L’ “Arrival” di un “autore di genere”

Villeneuve ci chiede “Cosa succederebbe se sapeste in che modo state per morire e quando morirete?”

In seguito ad un inizio di carriera strabiliante che potremmo definire “autoriale”, Denis Villeneuve arriva alla seconda fase della sua carriera, quella “Hollywodiana”.  Dopo aver stupito ancora, prima con Prisoners (2013) e poi con Sicario (2015), Dennis Villeneuve dirige il suo ottavo film e lo fa basato sul racconto “Storia della tua vita” di Ted Chiang. Il regista canadese si cimenta nella fantascienza rischiando di scontentare, con un film personale e introspettivo, sia gli appassionati della classica SCI-FI, sia gli amanti dei film d’autore. Una scelta coraggiosa che porta ad un film che ha alcune imperfezioni ma che risulta onesto ed umile nonostante sia ricco di effetti speciali.


L’atterraggio di 12 navicelle aliene in 12 punti diversi della Terra getta nel totale caos e incertezza tutto il genere umano. L’esercito americano chiama alcuni esperti in diversi settori accademici, tra questi vi è una linguista (Amy Adams) chiamata in causa per capire se le intenzioni degli invasori siano pacifiche o meno.


Arrival, come i migliori film di genere, ci pone davanti agli interrogativi filosofici di sempre. Villeneuve ce li spiattella direttamente durante la presentazione del suo film in anteprima nel corso della 73ª Mostra internazionale d’arte cinematografica di Venezia, chiedendosi e chiedendoci direttamente: “Cosa succederebbe se sapeste in che modo state per morire e quando morirete? Quale sarebbe il vostro rapporto con la vita, l’amore, la famiglia gli amici e la vostra società?”


Arrival è un film sulla difficoltà nel comprendere gli altri e quanto paura ci metta ciò che non capiamo.
Importante anche la riflessione sul linguaggio, strumento che ci permette di trovare un punto di contatto non solo con gli “altri” ma, anche con parti di noi nascoste che abbiamo rimosso o che ancora non conosciamo.
Il discernimento tra possibilità e volontà di comunicazione e le implicazioni di una visione circolare del tempo sono gli aspetti più interessanti del film che si dimostra perfetto dal punto di vista tecnico.
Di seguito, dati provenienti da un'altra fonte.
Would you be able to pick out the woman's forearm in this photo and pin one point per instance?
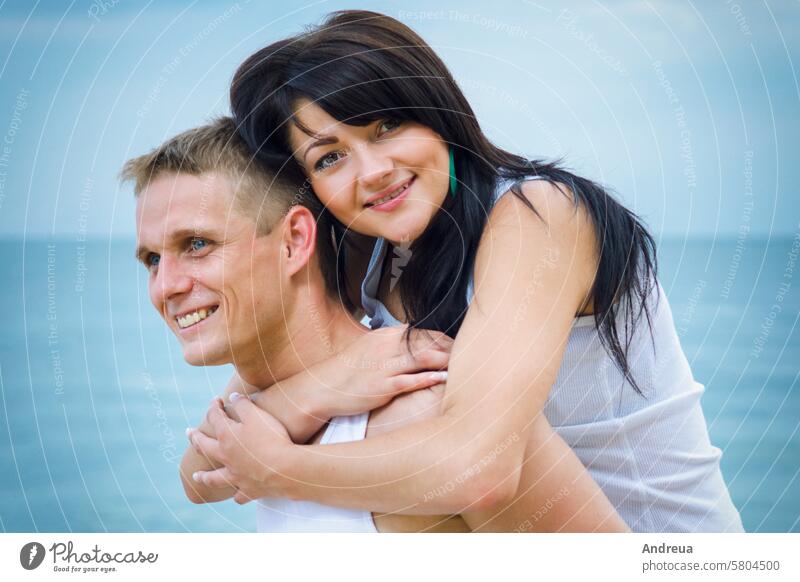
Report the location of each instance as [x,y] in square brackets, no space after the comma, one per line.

Impossibile non far riferimento all’uso che potremmo definire “espressionista” ed anche “narrativo” soprattutto della fotografia e del montaggio. Vorremmo essere più precisi ma è quasi impossibile farlo senza spoiler. Chi l’ha visto capirà.

Fantastica anche la colonna sonora del compositore islandese Jóhann Jóhannsson (scomparso prematuramente il 9 Febbraio 2018). Il film contiene musica non originale (“On the Nature of Daylight “ di Max Richter utilizzata due volte, rispettivamente per tre minuti la prima e cinque e mezzo la seconda, in momenti chiave del film.)

Evitando di spettacolarizzare il racconto, il regista canadese riesce a mantenere sempre alta l’attenzione dello spettatore, dimostrandosi uno dei migliori registi della sua generazione.

Molti hanno criticato il finale per il suo essere semplice o didascalico, noi sinceramente lo abbiamo trovato molto commovente e forse sì, un po’ sbrigativo, ma ciò non toglie che questo Arrival sia uno dei migliori film di fantascienza del nuovo millennio.